Катя послонялась из угла в угол, глотая слезы пополам с обидой. Муж уселся за компьютер, и весь его внешний вид говорил о том, что он полностью отключился от мира и готов провести за мерцающим экраном всю ночь. Тогда Катя осторожно подкралась к нему сзади.
— Рома, я хотела серьезно поговорить с тобой, — сообщила она.
Муж не соизволил даже обернуться.
— О чем? — спросил он холодно.
— Ты не догадываешься?
— Послушай, я устал, — он резко встал из-за компьютера и произнес фразу, начисто противоположную его предыдущим действиям:
— Я хочу спать.
— С кем? — спросила Катя, содрогнувшись от собственных слов.
— Что? — удивился Ромка.
— С кем ты хочешь спать? — повторила она. — И с кем ты спишь?
— Слушай, о чем ты? — дернулся Ромка.
— Ты прекрасно знаешь, о чем, — Катин голос сорвался на крик. — прекрати обманывать меня! Я все прекрасно понимаю, не надо делать из меня дурочку!
— Даже не пытаюсь, — сказала Ромка.
— Ты можешь, прямо, честно глядя мне в глаза, сказать, что ты мне не изменяешь?
Ромка счел нужным промолчать.
— Я все вижу, — продолжала Катя. — Ты стал другим. Я для тебя больше не существую.
— В этом ты права, — неуверенно произнес Ромка.
Все то, что Катя хотела сказать мужу, плескалось в ней, переливаясь через край, и она уже не могла сдерживаться.
— Ты смотришь вроде бы на меня, но на самом деле мимо меня, — говорила она, задыхаясь. — Ты о чем-то говоришь со мной, ты спишь рядом, ты оставляешь деньги на продукты — но тебя нет со мной.
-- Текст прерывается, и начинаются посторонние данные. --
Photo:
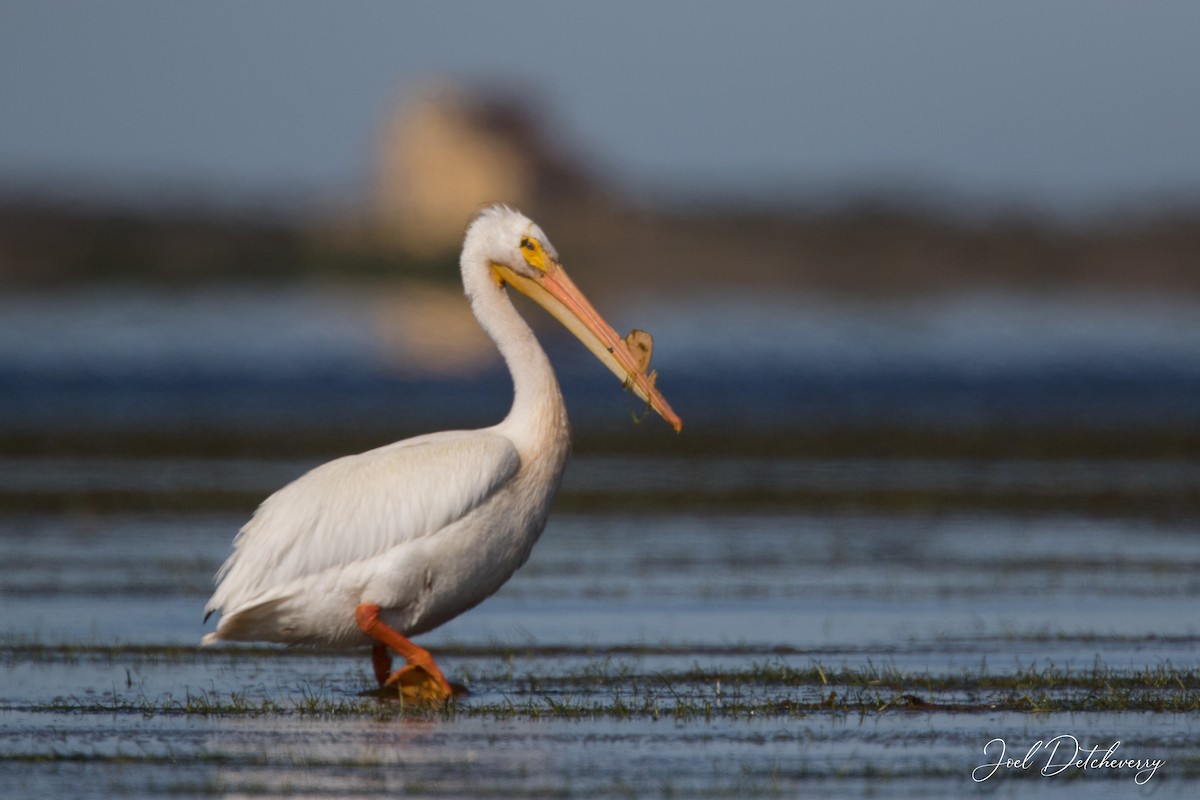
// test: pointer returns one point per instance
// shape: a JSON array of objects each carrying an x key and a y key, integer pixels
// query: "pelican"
[{"x": 375, "y": 548}]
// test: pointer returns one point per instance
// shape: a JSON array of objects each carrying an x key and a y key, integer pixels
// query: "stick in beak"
[{"x": 627, "y": 358}]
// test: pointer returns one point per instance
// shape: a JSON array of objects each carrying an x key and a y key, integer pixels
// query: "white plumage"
[{"x": 393, "y": 542}]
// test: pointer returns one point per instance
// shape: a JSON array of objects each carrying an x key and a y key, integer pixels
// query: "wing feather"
[{"x": 360, "y": 506}]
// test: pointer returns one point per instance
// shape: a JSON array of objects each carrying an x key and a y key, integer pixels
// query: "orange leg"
[{"x": 418, "y": 679}]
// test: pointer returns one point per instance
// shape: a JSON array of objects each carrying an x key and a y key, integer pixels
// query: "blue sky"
[{"x": 1072, "y": 106}]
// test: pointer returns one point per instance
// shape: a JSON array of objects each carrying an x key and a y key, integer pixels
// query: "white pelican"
[{"x": 389, "y": 543}]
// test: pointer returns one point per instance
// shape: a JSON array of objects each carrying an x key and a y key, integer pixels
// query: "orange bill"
[{"x": 555, "y": 292}]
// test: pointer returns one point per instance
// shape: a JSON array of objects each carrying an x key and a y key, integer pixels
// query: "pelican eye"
[{"x": 533, "y": 253}]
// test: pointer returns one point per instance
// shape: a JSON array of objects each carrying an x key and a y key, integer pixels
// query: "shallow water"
[
  {"x": 636, "y": 654},
  {"x": 691, "y": 624}
]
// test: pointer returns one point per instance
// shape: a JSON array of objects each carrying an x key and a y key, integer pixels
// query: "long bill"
[{"x": 555, "y": 292}]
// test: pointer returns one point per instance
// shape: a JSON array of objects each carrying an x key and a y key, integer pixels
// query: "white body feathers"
[{"x": 424, "y": 528}]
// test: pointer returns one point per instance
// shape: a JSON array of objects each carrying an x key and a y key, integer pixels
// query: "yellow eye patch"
[{"x": 534, "y": 253}]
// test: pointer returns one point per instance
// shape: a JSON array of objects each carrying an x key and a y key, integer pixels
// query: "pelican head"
[{"x": 517, "y": 253}]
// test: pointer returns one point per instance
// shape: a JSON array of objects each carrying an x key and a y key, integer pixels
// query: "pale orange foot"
[
  {"x": 421, "y": 684},
  {"x": 419, "y": 680}
]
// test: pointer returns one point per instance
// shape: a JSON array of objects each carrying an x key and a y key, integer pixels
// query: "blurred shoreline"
[{"x": 869, "y": 248}]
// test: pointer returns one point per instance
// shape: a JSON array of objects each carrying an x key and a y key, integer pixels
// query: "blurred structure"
[{"x": 449, "y": 151}]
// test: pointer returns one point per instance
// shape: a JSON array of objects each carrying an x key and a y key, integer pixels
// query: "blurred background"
[{"x": 853, "y": 228}]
Рома, где ты?
— Я здесь, — сказал он все с той же неуверенной интонацией.
— Нет! — Катя театрально протянула руки к мужу, ей начинало казаться, что она играет какую-то дурную пьесу. — Тебя нет. Ты вспомни, когда мы с тобой в последний раз… были вместе?
— Ну…
— А вот я помню: это было две недели назад. Ночью. Ты был чуть нетрезв. И что самое ужасное — ты назвал меня другим именем.
Ромка покраснел:
— Серьезно? Каким же?
— А что, могут быть варианты? — с издевкой спросила Катя. — Есть несколько женщин, чьими именами ты бы мог меня назвать в постели?
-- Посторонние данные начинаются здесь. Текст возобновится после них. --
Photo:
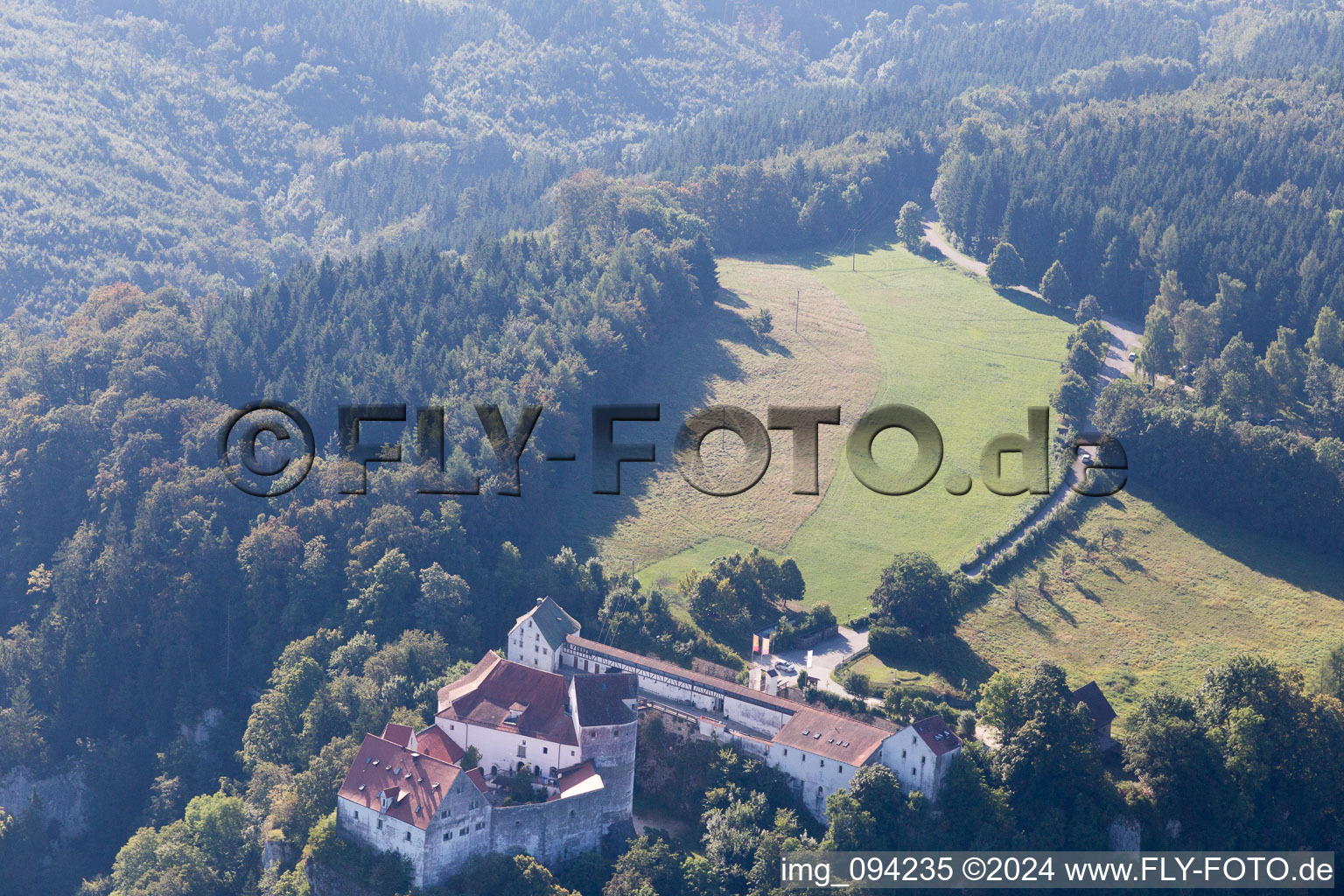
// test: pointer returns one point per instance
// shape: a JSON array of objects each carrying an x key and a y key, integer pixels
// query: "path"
[
  {"x": 825, "y": 655},
  {"x": 1124, "y": 339}
]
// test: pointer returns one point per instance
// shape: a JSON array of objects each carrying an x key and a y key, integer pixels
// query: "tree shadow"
[
  {"x": 947, "y": 655},
  {"x": 1060, "y": 609},
  {"x": 674, "y": 374},
  {"x": 1033, "y": 304},
  {"x": 1130, "y": 564},
  {"x": 1274, "y": 557}
]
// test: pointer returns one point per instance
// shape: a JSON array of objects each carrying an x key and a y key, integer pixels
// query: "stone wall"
[
  {"x": 612, "y": 750},
  {"x": 556, "y": 833}
]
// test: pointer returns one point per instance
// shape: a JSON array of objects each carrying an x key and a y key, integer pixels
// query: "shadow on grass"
[
  {"x": 1037, "y": 305},
  {"x": 1060, "y": 609},
  {"x": 675, "y": 375},
  {"x": 947, "y": 655},
  {"x": 1300, "y": 566}
]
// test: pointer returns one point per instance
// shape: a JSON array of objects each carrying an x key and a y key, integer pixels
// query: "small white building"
[
  {"x": 820, "y": 751},
  {"x": 928, "y": 748}
]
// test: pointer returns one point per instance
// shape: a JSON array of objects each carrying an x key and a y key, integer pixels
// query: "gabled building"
[
  {"x": 928, "y": 748},
  {"x": 820, "y": 750},
  {"x": 539, "y": 634},
  {"x": 574, "y": 740},
  {"x": 1102, "y": 713}
]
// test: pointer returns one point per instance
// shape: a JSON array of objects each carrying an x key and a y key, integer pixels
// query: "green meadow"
[
  {"x": 944, "y": 343},
  {"x": 1179, "y": 592}
]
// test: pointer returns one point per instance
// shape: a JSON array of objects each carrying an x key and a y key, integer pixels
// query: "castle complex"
[{"x": 561, "y": 713}]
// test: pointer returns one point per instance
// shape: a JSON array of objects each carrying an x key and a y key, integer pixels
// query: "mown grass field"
[
  {"x": 722, "y": 361},
  {"x": 1171, "y": 599},
  {"x": 941, "y": 341}
]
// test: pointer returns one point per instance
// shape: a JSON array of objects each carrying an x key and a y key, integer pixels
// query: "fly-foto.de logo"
[{"x": 268, "y": 448}]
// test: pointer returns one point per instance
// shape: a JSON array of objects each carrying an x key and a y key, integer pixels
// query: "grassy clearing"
[
  {"x": 970, "y": 359},
  {"x": 1175, "y": 597},
  {"x": 667, "y": 574},
  {"x": 827, "y": 361},
  {"x": 938, "y": 340}
]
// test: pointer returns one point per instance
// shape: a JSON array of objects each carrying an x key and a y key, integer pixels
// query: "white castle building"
[
  {"x": 561, "y": 710},
  {"x": 819, "y": 750},
  {"x": 574, "y": 739}
]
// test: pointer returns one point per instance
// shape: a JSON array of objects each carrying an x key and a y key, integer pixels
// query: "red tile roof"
[
  {"x": 935, "y": 734},
  {"x": 508, "y": 696},
  {"x": 399, "y": 735},
  {"x": 825, "y": 734},
  {"x": 433, "y": 742},
  {"x": 416, "y": 783},
  {"x": 599, "y": 699}
]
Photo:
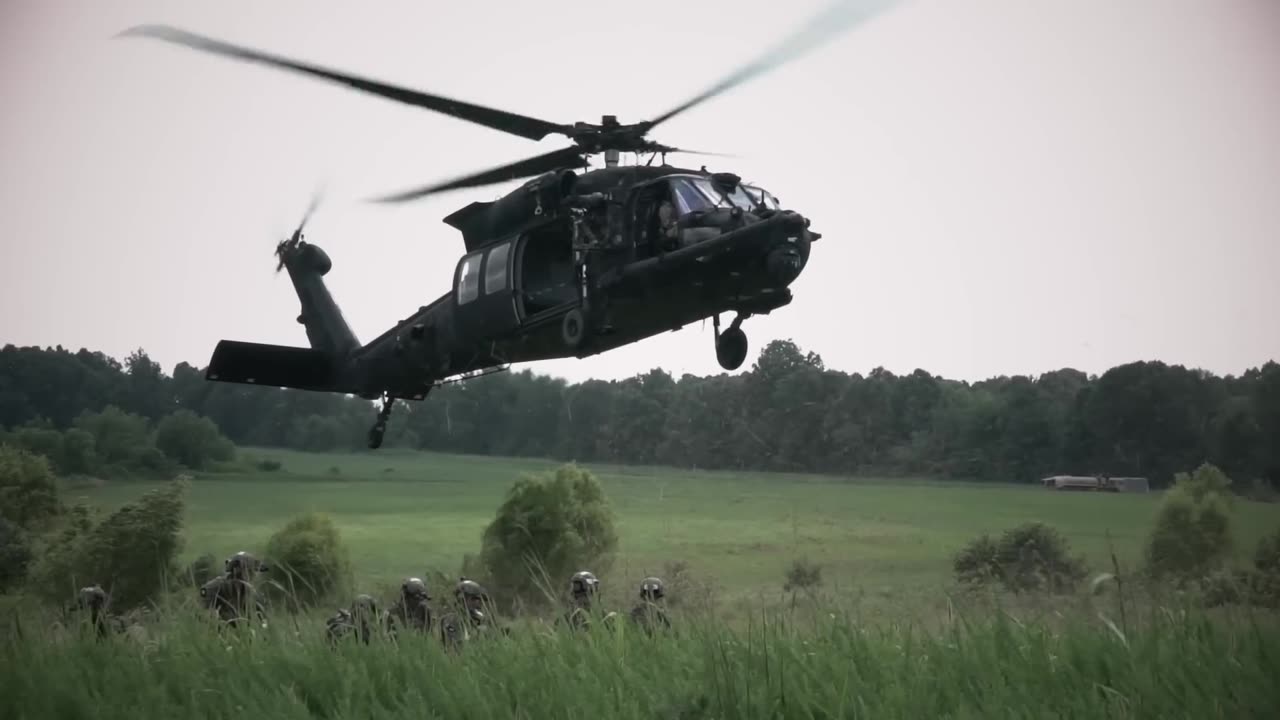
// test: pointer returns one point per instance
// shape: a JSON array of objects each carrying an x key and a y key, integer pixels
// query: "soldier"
[
  {"x": 469, "y": 619},
  {"x": 361, "y": 619},
  {"x": 94, "y": 601},
  {"x": 649, "y": 613},
  {"x": 583, "y": 587},
  {"x": 233, "y": 595},
  {"x": 412, "y": 607}
]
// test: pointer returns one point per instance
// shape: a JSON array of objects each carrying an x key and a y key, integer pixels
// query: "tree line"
[{"x": 787, "y": 413}]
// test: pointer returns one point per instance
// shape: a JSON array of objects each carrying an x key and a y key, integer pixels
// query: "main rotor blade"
[
  {"x": 823, "y": 27},
  {"x": 512, "y": 123},
  {"x": 563, "y": 158},
  {"x": 315, "y": 203}
]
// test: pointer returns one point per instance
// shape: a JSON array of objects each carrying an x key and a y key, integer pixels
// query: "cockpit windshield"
[{"x": 695, "y": 194}]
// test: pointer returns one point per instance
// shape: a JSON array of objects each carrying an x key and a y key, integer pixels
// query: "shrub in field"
[
  {"x": 1034, "y": 556},
  {"x": 28, "y": 491},
  {"x": 14, "y": 555},
  {"x": 1205, "y": 481},
  {"x": 548, "y": 528},
  {"x": 1029, "y": 557},
  {"x": 193, "y": 441},
  {"x": 131, "y": 552},
  {"x": 1258, "y": 586},
  {"x": 201, "y": 570},
  {"x": 1192, "y": 534},
  {"x": 309, "y": 561},
  {"x": 977, "y": 561},
  {"x": 1266, "y": 557},
  {"x": 803, "y": 575}
]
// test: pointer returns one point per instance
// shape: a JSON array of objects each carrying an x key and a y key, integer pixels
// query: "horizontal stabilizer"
[{"x": 272, "y": 365}]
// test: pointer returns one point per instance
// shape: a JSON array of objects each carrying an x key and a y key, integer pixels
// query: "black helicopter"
[{"x": 565, "y": 265}]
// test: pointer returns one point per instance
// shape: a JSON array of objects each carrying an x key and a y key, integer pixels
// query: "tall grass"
[{"x": 1174, "y": 664}]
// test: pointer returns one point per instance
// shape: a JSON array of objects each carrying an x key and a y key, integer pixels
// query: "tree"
[
  {"x": 28, "y": 491},
  {"x": 557, "y": 524},
  {"x": 131, "y": 552},
  {"x": 1193, "y": 532},
  {"x": 14, "y": 555},
  {"x": 192, "y": 441}
]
— Нет, — сказал он. — Это твой психолог, верно ведь?
— О чем ты? — спросил Ромка осторожно.
Катя понимала, что своими словами она не оставляет мужу ни малейшей возможности соврать, солгать ей же во благо…
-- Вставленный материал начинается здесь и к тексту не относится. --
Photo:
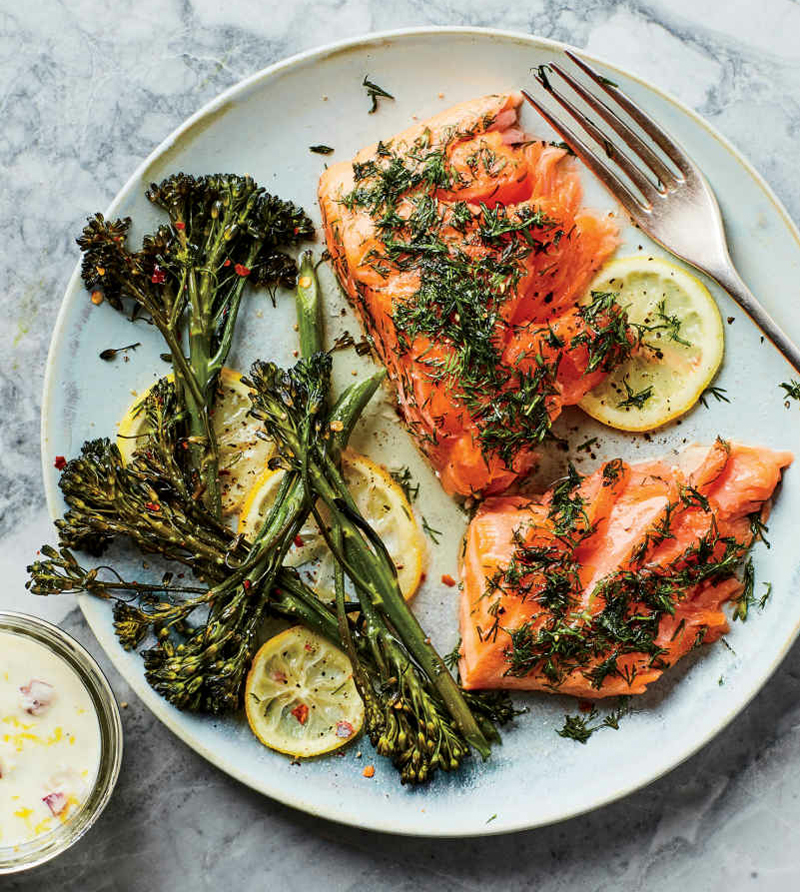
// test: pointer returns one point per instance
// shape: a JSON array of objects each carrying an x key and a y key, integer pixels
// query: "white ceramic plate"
[{"x": 263, "y": 126}]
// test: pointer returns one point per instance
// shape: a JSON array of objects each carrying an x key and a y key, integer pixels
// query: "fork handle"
[{"x": 732, "y": 282}]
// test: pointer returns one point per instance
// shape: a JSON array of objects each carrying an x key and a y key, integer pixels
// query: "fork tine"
[
  {"x": 647, "y": 124},
  {"x": 644, "y": 152},
  {"x": 641, "y": 182},
  {"x": 601, "y": 170}
]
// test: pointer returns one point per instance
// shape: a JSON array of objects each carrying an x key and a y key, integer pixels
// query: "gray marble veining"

— Ты сказал «Анечка» или еще что-то в этом роде. Некое уменьшительно-ласкательное имя, начинающееся с «Ан».
— Извини, — Ромка развел руками.
— Что «извини»? — опешила Катя.
— Извини. Это случайно.
— Ты спишь с ней, — Катя чувствовала, что проваливается в омут и спасения ложью уже не будет. «Я знаю, что ты знаешь, что я знаю».